ViT-Linearizer: Distilling Quadratic Knowledge into Linear-Time Vision Models
This addresses the hardware challenges in inference for vision models, offering an incremental improvement by bridging efficiency and performance gaps.
The paper tackles the quadratic complexity of Vision Transformers (ViTs) by introducing ViT-Linearizer, a distillation framework that transfers ViT knowledge into a linear-time recurrent model, achieving 84.3% top-1 accuracy on ImageNet with notable speedups for high-resolution tasks.

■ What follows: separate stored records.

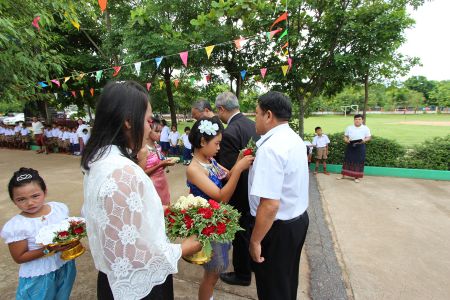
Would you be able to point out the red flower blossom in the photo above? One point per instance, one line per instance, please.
(247, 151)
(208, 230)
(63, 234)
(213, 204)
(188, 221)
(205, 212)
(78, 230)
(221, 228)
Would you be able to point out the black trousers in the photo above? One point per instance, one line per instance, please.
(241, 255)
(163, 291)
(277, 277)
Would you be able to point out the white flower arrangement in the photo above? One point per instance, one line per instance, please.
(185, 202)
(208, 127)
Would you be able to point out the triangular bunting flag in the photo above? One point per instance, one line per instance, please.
(35, 22)
(183, 56)
(80, 76)
(102, 4)
(56, 81)
(280, 18)
(98, 75)
(263, 72)
(209, 50)
(137, 67)
(243, 72)
(282, 35)
(116, 70)
(158, 61)
(273, 32)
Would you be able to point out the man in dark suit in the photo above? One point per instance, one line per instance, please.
(235, 138)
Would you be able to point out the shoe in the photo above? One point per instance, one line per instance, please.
(233, 279)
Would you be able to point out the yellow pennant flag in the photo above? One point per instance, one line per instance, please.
(209, 50)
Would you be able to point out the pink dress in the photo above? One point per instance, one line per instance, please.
(158, 177)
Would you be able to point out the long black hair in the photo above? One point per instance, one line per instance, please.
(119, 102)
(24, 176)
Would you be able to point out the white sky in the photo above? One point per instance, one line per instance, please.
(430, 40)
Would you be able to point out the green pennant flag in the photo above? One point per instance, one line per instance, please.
(282, 35)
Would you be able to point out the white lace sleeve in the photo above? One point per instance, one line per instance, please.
(129, 228)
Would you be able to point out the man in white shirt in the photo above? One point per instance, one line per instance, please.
(278, 196)
(356, 136)
(38, 130)
(320, 142)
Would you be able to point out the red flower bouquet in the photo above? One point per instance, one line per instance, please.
(208, 219)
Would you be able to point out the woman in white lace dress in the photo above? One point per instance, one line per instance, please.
(124, 214)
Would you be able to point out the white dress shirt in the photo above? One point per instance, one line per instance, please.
(321, 141)
(357, 133)
(280, 172)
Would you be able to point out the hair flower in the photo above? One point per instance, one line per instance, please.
(208, 127)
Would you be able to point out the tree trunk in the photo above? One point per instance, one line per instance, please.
(173, 114)
(238, 86)
(366, 97)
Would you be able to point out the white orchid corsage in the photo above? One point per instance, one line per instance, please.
(208, 127)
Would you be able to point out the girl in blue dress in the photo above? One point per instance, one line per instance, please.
(204, 178)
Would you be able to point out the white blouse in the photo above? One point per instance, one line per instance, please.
(22, 228)
(125, 226)
(357, 133)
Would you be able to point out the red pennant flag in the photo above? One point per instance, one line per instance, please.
(263, 72)
(102, 4)
(56, 81)
(35, 22)
(116, 70)
(280, 18)
(183, 56)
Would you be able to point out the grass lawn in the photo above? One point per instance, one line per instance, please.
(388, 126)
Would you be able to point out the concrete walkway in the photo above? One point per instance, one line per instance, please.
(391, 235)
(64, 182)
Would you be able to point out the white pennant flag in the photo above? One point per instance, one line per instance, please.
(137, 66)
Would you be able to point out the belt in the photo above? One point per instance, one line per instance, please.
(285, 221)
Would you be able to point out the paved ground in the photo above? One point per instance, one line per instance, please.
(64, 182)
(391, 235)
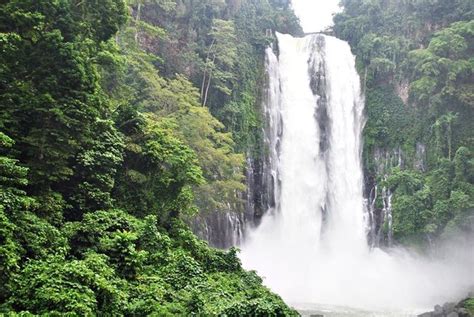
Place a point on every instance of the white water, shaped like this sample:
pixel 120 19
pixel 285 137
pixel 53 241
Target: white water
pixel 308 258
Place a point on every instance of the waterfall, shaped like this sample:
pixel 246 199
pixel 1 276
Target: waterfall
pixel 311 246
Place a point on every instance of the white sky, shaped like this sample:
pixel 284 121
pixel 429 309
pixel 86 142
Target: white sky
pixel 315 15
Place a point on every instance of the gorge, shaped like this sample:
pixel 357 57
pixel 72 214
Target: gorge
pixel 312 244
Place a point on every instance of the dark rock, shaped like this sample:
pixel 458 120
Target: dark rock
pixel 449 308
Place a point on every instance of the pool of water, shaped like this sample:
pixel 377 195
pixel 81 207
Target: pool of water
pixel 315 310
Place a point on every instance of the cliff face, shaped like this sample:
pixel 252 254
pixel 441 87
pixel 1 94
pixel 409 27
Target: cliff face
pixel 418 141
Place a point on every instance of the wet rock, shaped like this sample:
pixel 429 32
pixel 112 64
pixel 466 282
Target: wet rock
pixel 449 308
pixel 462 312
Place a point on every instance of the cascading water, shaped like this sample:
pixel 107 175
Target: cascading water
pixel 313 248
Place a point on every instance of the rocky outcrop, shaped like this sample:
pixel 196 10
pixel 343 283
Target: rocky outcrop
pixel 449 310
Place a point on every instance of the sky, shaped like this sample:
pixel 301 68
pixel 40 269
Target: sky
pixel 315 15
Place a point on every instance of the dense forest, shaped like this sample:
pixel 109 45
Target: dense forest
pixel 416 61
pixel 119 120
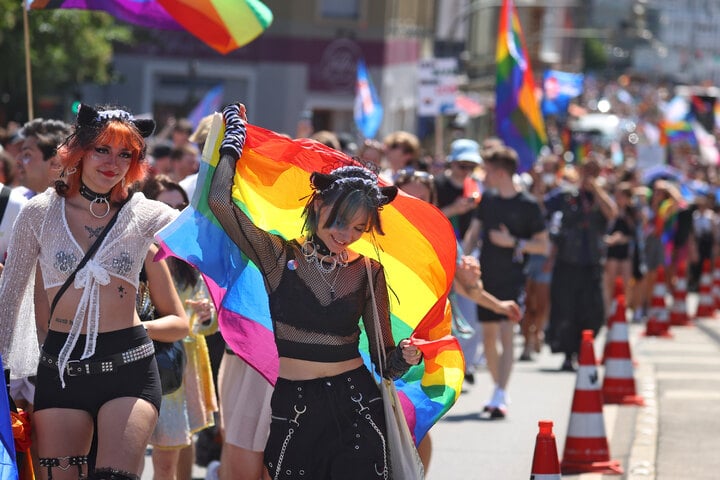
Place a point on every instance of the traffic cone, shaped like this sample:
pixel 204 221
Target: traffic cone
pixel 586 446
pixel 678 313
pixel 546 465
pixel 716 285
pixel 618 314
pixel 619 380
pixel 658 324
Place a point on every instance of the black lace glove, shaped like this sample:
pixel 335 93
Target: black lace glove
pixel 235 132
pixel 396 365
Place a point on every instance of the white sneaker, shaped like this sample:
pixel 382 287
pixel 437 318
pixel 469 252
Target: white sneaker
pixel 211 471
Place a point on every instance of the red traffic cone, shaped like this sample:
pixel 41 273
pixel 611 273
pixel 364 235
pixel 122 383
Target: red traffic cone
pixel 658 324
pixel 546 465
pixel 586 446
pixel 618 316
pixel 678 313
pixel 619 380
pixel 706 304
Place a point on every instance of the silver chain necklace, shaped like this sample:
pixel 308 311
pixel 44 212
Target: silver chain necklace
pixel 325 264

Vision Transformers (ViTs) have delivered remarkable progress through global self-attention, yet their quadratic complexity can become prohibitive for high-resolution inputs. In this work, we present ViT-Linearizer, a cross-architecture distillation framework that transfers rich ViT representations into a linear-time, recurrent-style model. Our approach leverages 1) activation matching, an intermediate constraint that encourages student to align its token-wise dependencies with those produced by the teacher, and 2) masked prediction, a contextual reconstruction objective that requires the student to predict the teacher's representations for unseen (masked) tokens, to effectively distill the quadratic self-attention knowledge into the student while maintaining efficient complexity. Empirically, our method provides notable speedups particularly for high-resolution tasks, significantly addressing the hardware challenges in inference. Additionally, it also elevates Mamba-based architectures' performance on standard vision benchmarks, achieving a competitive 84.3% top-1 accuracy on ImageNet with a base-sized model. Our results underscore the good potential of RNN-based solutions for large-scale visual tasks, bridging the gap between theoretical efficiency and real-world practice.